The segment report shows the main income and expenses as well as the relevant earnings figures. The segmentation of assets is also observed, whereby the domicile of the Company is the decisive criterion.

Other performance indicators included in the segment report are the average headcount, investments, incoming orders and orders on hand. It is expected as a rule that revenue will be realized in the upcoming fiscal year from the existing orders on hand.

Transactions within the Group are generally conducted at arm's length.

The segmentation of revenue is determined by the sales markets. Contrary to the provisions of IFRS 8.33 (a), the Company does not break down sales in the North American market by country as this market is regarded as a single unit in its economic development.

Projects accounted for revenue of kEUR 346,418 (previous year: kEUR 335,910), while sales of kEUR 79,070 (previous year: kEUR 68,975) were generated by the service and spare parts business.

One customer in the Evolving Technologies segment was responsible for revenue of kEUR 52,407 in 2019 (previous year: kEUR 29,009 euro).

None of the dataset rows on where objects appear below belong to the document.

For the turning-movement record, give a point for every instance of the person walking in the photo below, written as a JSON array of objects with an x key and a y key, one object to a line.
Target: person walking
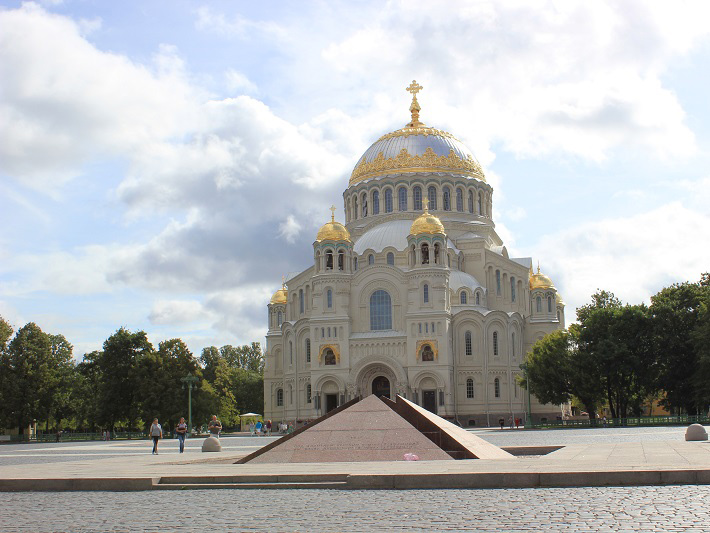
[
  {"x": 156, "y": 433},
  {"x": 214, "y": 427},
  {"x": 181, "y": 431}
]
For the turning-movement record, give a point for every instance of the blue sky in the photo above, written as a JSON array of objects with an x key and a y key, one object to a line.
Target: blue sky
[{"x": 164, "y": 163}]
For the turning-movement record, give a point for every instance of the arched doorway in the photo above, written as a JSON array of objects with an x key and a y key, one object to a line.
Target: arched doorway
[{"x": 381, "y": 386}]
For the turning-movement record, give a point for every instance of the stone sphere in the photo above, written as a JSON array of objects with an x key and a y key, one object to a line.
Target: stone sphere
[
  {"x": 696, "y": 432},
  {"x": 211, "y": 444}
]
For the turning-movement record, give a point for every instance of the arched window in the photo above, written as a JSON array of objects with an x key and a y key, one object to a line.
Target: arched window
[
  {"x": 431, "y": 195},
  {"x": 447, "y": 199},
  {"x": 329, "y": 260},
  {"x": 388, "y": 200},
  {"x": 417, "y": 196},
  {"x": 402, "y": 193},
  {"x": 380, "y": 311},
  {"x": 469, "y": 388}
]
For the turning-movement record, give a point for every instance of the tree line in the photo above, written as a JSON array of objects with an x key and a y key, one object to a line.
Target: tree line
[
  {"x": 123, "y": 386},
  {"x": 628, "y": 356}
]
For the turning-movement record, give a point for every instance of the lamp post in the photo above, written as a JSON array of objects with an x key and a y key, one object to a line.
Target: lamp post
[
  {"x": 528, "y": 420},
  {"x": 190, "y": 381}
]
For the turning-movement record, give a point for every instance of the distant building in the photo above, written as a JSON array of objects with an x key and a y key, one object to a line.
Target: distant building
[{"x": 415, "y": 295}]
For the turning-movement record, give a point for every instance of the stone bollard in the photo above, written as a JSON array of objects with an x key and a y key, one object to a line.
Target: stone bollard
[
  {"x": 211, "y": 444},
  {"x": 696, "y": 432}
]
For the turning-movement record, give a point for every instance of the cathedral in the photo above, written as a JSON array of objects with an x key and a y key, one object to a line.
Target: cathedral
[{"x": 414, "y": 295}]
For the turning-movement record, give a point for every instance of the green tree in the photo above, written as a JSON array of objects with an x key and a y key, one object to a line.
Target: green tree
[
  {"x": 676, "y": 317},
  {"x": 118, "y": 389},
  {"x": 556, "y": 370},
  {"x": 30, "y": 376},
  {"x": 6, "y": 331},
  {"x": 162, "y": 392}
]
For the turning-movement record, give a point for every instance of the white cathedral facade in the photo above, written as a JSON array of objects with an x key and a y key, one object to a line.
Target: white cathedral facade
[{"x": 415, "y": 295}]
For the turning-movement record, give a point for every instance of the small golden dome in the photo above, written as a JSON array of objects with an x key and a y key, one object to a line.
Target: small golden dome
[
  {"x": 333, "y": 231},
  {"x": 539, "y": 280},
  {"x": 280, "y": 296},
  {"x": 427, "y": 223}
]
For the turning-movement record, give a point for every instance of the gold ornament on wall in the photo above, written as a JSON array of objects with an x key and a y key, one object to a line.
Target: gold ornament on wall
[{"x": 322, "y": 355}]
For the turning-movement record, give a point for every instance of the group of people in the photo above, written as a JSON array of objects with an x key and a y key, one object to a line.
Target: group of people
[
  {"x": 156, "y": 432},
  {"x": 259, "y": 428}
]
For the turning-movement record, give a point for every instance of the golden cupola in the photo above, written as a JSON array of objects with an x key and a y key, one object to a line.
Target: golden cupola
[
  {"x": 427, "y": 223},
  {"x": 540, "y": 280},
  {"x": 280, "y": 296},
  {"x": 333, "y": 230},
  {"x": 416, "y": 148}
]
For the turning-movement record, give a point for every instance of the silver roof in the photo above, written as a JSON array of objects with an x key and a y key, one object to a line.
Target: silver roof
[{"x": 458, "y": 279}]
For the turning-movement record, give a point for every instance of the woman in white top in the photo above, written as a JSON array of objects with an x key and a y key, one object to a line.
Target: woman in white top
[{"x": 156, "y": 433}]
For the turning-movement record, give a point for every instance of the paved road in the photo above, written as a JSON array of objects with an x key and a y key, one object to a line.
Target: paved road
[
  {"x": 42, "y": 453},
  {"x": 641, "y": 509}
]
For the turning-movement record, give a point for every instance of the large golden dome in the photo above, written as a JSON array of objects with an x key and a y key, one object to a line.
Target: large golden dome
[
  {"x": 540, "y": 281},
  {"x": 416, "y": 148},
  {"x": 280, "y": 296},
  {"x": 427, "y": 223},
  {"x": 333, "y": 231}
]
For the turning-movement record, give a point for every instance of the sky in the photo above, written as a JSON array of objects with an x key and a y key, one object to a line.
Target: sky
[{"x": 163, "y": 164}]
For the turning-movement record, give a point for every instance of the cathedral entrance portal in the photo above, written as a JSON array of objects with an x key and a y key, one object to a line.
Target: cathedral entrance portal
[
  {"x": 429, "y": 400},
  {"x": 381, "y": 386}
]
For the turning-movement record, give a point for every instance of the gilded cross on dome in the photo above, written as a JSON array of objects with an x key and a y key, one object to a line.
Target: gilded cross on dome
[{"x": 414, "y": 88}]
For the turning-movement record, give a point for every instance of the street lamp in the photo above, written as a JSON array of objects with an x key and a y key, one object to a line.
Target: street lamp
[
  {"x": 528, "y": 420},
  {"x": 190, "y": 381}
]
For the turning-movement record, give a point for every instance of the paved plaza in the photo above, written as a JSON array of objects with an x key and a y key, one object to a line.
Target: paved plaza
[{"x": 603, "y": 451}]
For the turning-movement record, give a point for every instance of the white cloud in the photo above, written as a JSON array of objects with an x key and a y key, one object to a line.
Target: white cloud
[{"x": 633, "y": 257}]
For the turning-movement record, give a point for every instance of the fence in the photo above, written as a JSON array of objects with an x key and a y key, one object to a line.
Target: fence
[{"x": 643, "y": 421}]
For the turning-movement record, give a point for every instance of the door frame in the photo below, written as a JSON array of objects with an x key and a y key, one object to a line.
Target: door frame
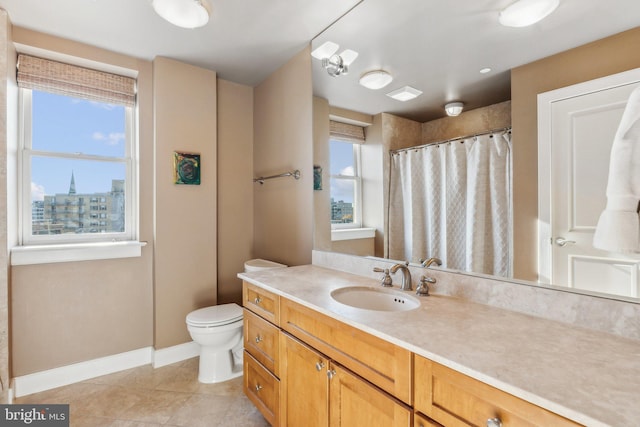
[{"x": 545, "y": 103}]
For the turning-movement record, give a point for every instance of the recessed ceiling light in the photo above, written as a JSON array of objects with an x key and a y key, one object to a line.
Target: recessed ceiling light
[
  {"x": 527, "y": 12},
  {"x": 376, "y": 79},
  {"x": 405, "y": 94},
  {"x": 183, "y": 13}
]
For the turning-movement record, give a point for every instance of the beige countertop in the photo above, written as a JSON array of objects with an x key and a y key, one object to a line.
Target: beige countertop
[{"x": 590, "y": 377}]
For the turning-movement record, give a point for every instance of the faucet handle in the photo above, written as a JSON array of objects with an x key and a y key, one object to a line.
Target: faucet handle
[
  {"x": 386, "y": 279},
  {"x": 423, "y": 287}
]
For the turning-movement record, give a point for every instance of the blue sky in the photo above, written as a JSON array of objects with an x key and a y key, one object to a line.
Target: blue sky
[
  {"x": 63, "y": 124},
  {"x": 341, "y": 162}
]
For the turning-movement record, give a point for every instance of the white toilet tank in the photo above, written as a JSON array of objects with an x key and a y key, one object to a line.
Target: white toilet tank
[{"x": 260, "y": 264}]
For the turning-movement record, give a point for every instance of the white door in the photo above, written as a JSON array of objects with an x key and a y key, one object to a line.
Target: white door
[{"x": 582, "y": 129}]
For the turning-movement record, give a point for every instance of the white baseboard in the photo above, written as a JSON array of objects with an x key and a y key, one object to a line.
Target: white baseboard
[
  {"x": 176, "y": 353},
  {"x": 65, "y": 375}
]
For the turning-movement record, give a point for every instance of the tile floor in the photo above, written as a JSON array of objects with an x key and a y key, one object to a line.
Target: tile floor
[{"x": 147, "y": 397}]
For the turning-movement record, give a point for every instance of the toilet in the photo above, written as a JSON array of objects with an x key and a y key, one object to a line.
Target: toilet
[{"x": 218, "y": 331}]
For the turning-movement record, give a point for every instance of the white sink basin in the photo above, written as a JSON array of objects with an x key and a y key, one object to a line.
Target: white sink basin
[{"x": 379, "y": 299}]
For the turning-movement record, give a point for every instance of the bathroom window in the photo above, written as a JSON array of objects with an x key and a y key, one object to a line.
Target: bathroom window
[
  {"x": 77, "y": 142},
  {"x": 345, "y": 184}
]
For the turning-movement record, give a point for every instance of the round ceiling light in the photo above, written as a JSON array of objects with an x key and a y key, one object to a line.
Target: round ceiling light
[
  {"x": 376, "y": 79},
  {"x": 527, "y": 12},
  {"x": 454, "y": 108},
  {"x": 183, "y": 13}
]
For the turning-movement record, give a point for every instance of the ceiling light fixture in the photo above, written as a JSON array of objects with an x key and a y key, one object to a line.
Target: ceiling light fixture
[
  {"x": 376, "y": 79},
  {"x": 405, "y": 93},
  {"x": 183, "y": 13},
  {"x": 527, "y": 12},
  {"x": 336, "y": 65},
  {"x": 453, "y": 108}
]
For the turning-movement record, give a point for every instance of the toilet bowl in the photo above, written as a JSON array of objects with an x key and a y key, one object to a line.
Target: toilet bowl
[{"x": 218, "y": 331}]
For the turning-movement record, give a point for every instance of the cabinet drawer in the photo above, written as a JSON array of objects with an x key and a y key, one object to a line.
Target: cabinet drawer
[
  {"x": 380, "y": 362},
  {"x": 261, "y": 302},
  {"x": 261, "y": 341},
  {"x": 454, "y": 399},
  {"x": 262, "y": 388},
  {"x": 420, "y": 420}
]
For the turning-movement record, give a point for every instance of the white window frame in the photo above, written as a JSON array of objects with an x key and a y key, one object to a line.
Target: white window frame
[
  {"x": 71, "y": 247},
  {"x": 357, "y": 192}
]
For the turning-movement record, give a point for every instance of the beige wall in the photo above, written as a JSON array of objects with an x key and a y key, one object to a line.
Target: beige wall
[
  {"x": 492, "y": 117},
  {"x": 185, "y": 235},
  {"x": 70, "y": 312},
  {"x": 235, "y": 186},
  {"x": 5, "y": 130},
  {"x": 321, "y": 198},
  {"x": 598, "y": 59},
  {"x": 283, "y": 207}
]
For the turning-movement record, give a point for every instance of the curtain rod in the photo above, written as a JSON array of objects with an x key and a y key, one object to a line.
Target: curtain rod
[
  {"x": 417, "y": 147},
  {"x": 262, "y": 179}
]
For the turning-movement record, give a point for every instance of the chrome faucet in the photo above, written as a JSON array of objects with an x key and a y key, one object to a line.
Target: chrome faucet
[
  {"x": 427, "y": 262},
  {"x": 406, "y": 275}
]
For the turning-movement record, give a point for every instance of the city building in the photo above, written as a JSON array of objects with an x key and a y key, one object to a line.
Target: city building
[{"x": 80, "y": 213}]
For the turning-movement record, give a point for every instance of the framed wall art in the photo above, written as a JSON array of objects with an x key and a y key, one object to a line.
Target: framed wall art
[{"x": 186, "y": 168}]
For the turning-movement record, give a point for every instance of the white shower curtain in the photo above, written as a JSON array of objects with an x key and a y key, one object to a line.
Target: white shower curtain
[{"x": 453, "y": 201}]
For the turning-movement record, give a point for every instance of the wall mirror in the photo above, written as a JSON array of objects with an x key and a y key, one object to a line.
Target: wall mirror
[{"x": 444, "y": 51}]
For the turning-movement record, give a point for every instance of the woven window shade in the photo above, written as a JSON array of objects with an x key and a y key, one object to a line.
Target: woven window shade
[
  {"x": 346, "y": 132},
  {"x": 71, "y": 80}
]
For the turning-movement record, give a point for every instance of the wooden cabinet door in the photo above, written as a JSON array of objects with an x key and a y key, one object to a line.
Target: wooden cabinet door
[
  {"x": 261, "y": 340},
  {"x": 355, "y": 402},
  {"x": 305, "y": 384},
  {"x": 456, "y": 400}
]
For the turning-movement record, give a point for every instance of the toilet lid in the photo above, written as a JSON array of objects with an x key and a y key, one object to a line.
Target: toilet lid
[{"x": 216, "y": 315}]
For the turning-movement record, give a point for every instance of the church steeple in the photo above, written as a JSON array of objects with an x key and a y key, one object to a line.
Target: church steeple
[{"x": 72, "y": 187}]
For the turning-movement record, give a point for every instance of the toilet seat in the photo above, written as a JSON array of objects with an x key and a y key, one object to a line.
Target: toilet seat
[{"x": 217, "y": 315}]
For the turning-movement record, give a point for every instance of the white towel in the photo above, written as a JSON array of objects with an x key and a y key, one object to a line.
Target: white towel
[{"x": 618, "y": 228}]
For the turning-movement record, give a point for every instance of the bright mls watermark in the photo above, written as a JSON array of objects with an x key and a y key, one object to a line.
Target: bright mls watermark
[{"x": 34, "y": 415}]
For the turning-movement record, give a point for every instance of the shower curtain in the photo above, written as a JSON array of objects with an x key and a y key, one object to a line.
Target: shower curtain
[{"x": 453, "y": 201}]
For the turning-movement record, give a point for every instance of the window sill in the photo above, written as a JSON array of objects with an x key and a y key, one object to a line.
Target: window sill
[
  {"x": 352, "y": 234},
  {"x": 45, "y": 254}
]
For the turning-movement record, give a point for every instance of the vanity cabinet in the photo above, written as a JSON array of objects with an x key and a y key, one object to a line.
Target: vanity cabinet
[
  {"x": 304, "y": 367},
  {"x": 318, "y": 392},
  {"x": 382, "y": 363},
  {"x": 262, "y": 351},
  {"x": 454, "y": 399}
]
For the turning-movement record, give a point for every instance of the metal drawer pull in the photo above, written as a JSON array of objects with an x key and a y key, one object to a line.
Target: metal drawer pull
[{"x": 562, "y": 242}]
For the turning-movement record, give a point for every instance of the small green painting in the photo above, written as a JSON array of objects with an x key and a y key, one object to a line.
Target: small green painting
[{"x": 186, "y": 168}]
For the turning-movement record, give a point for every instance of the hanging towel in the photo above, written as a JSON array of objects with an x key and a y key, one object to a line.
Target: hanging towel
[{"x": 618, "y": 228}]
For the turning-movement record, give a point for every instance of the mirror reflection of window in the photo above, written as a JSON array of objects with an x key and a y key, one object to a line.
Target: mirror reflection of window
[{"x": 345, "y": 184}]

Events after the reporting period

On 18 February 2020 the Company submitted an application for contract modifications at the administrative office for the syndicated loan contract. The essential objective of the application for a contract modification was a readjustment of the covenants of the syndicated loan. On 28 February 2020, the bank syndicate accepted the application. As a result, the Company was able to strengthen its financing further.

Including two extension options, the syndicated loan contract has a term until 2024 for a total volume of 190 million euro.

With the signature on 2 March 2020, subleasing was arranged for half of the production area with adjacent offices at the Bermatingen property. The start of the lease is 1 April 2020. The sublease agreement has a minimum term of five years.

On 10 March 2020, Andreas Krause, member of the Supervisory Board and Chief Financial Officer of MAX Automation SE, who is simultaneously Chairman of the Management Board of the Company, notified the Company that he was stepping down from his positions for personal reasons. Andreas Krause has announced the resignation of his membership in the Supervisory Board of MAX Automation SE as of the end of this year’s General Meeting, which will be held on 29 May 2020, and his position as Managing Directors with effect from 15 June 2020.

Other financial obligations

Since 1 January 2019, the Group recognizes leases as rights of use in accordance with IFRS 16. For additional information, please refer to the section "Impact of the initial application of IFRS 16".

The following financial obligations from other non-cancelable contracts exist as of 31 December 2019:

in kEUR

2019

2018

up to 1 year

1,698

2,434

1 to 5 years

807

322

over 5 years

0

0

Total

2,505

2,756

Related party transactions

Related companies and persons as defined in IAS 24 are persons and enterprises (including affiliated enterprises) which can be controlled by the enterprise or which can control the enterprise. The enterprises in the MAX Group provide and purchase various services for or from related companies in the course of their business operations.

These supply and service relationships are arranged at standard market terms and conditions. Where services are involved, these are arranged on the basis of existing contracts.

Related enterprises

A free consultancy agreement was concluded with Günther Holding SE with effect from 1 September 2014, and was amended on 16 January 2017.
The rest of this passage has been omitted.